Visual application of navigation framework in cyber-physical system for mobile robot to prevent disease

Abstract

In this article, we propose the visual application of a navigation framework for a wheeled robot to disinfect surfaces. Since dynamic environments are complicated, advanced sensors are integrated into the hardware platform to enhance the navigation task. The 2D lidar UTM-30LX from Hokuyo attached to the front of the robot can cover a wide scanning area. To provide better results in laser scan matching, an inertial measurement unit was integrated into the robot’s body. The output of this combination feeds into a global costmap for monitoring and navigation. Additionally, incremental encoders that obtain high-resolution position data are connected to the rear wheels. The role of the positioning sensor is to identify the existing location of the robot in a local costmap. To detect the appearance of a human, a Kinect digital camera is fixed to the top of the robot. All feedback signals are combined in the host computer to navigate the autonomous robot. For disinfection missions, the robot must carry several ultraviolet lamps to autonomously patrol in unknown environments.
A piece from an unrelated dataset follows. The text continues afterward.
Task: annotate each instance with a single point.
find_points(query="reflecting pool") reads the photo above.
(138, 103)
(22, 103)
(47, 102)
To visualize the robot’s effectiveness, our approach was validated using both a virtual simulation and an experimental test. The contributions of this work are summarized as follows: (i) a structure for ultraviolet-based hardware was first established; (ii) the theoretical computations for the robot’s localization in the 3D workspace will play a fundamental role in further developments; and (iii) data fusion from advanced sensing devices was integrated to enable navigation in uncertain environments.